Business cases are a complete waste of time. You know that the numbers will be wrong and made to say whatever it takes to get sign-off. When being first-to-market really counts – business cases just slow you down.
Whilst we don’t believe this we’ve certainly seen this attitude in the past!
This diagram compares different approaches to developing business cases – which one do you take?
When you’ve been living and breathing your product for months, even years – you’re entirely bought into the value of its continued development. But while all babies are beautiful to their parents not all babies are beautiful.
The real value of a business case for a company is that it enforces discipline and structure around making investment decisions. The great opportunity for a product manager is that it allows time for a thorough and rigorous analysis of their product and its market with the full support of the rest of the business.
The value of this analysis is often at odds with other drivers. The product manager’s key motivation can be to make sure their product passes through the business case stage as smoothly as possible. The business rewards product managers that tell them about good investment ideas. This creates a problem in that what the business wants to hear and what the business needs to hear aren’t always the same thing.
Product managers know that only good investments get the green light but it’s equally important for the business to know that a particular idea is not a good investment.
Creating the right culture to produce an objective assessment during the business case is vital. This is often achieved through a healthy tension between an evangelizing product manager and a skeptical finance representative. But companies ought to be able to trust product management to provide an unbiased view of opportunities.

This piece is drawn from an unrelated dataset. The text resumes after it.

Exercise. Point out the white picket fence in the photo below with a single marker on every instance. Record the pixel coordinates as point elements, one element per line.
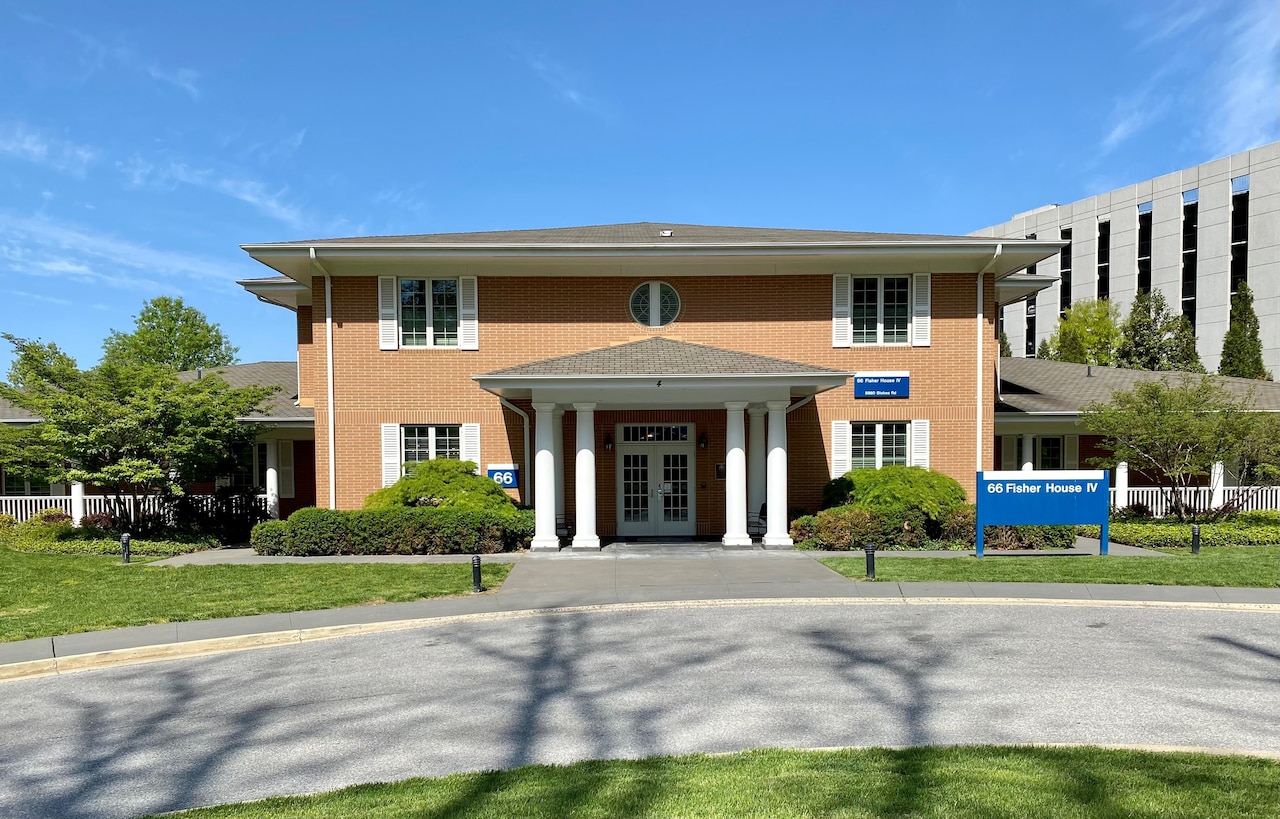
<point>1201,498</point>
<point>23,507</point>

Does your business foster a culture in product management where an objective view is really rewarded? How many product managers have been recognized positively after producing a business case that shows that their product should be stopped?
See our infographic here for the topics to cover and the tools that can help.
Ian Lunn
Director, Product Focus
Join the conversation - 4 replies
Oh boy, how many times have we seen the numbers of business cases (which are usually assumptions multiplied by hunches) tweaked to match a target?
Even better if you have a dodgy strategy model or framework to fiddle with.
Great stuff, keep it up!
I can recall one business case I worked on over 6 months that assessed the creation of a new product through acquiring an existing vendor in the market. All of the financials met the typically acceptable metrics of revenue, profitability, growth, target customers, addressable market, route to market capacity etc. In the end we did not go ahead with this business case because late into the six month assessment there was a spate of law suits issued between each of the established market players. As a larger company with deeper pockets the company followed my recommendation and simply walked away to avoid becoming the law suit magnet in the market. My point being that business cases based on financials alone do not address the equallt important job of identifying and quantifying the risk of pursuing the business.
I totally agree with you. A Business Case should not only involve financials, but everything related to the business. This includes lawsuits and the general legal situation, stakeholders, strategic fit… maybe a Balanced Scorecard system for a business case made sense?
This is basically about a conflict of interest. Very true, though.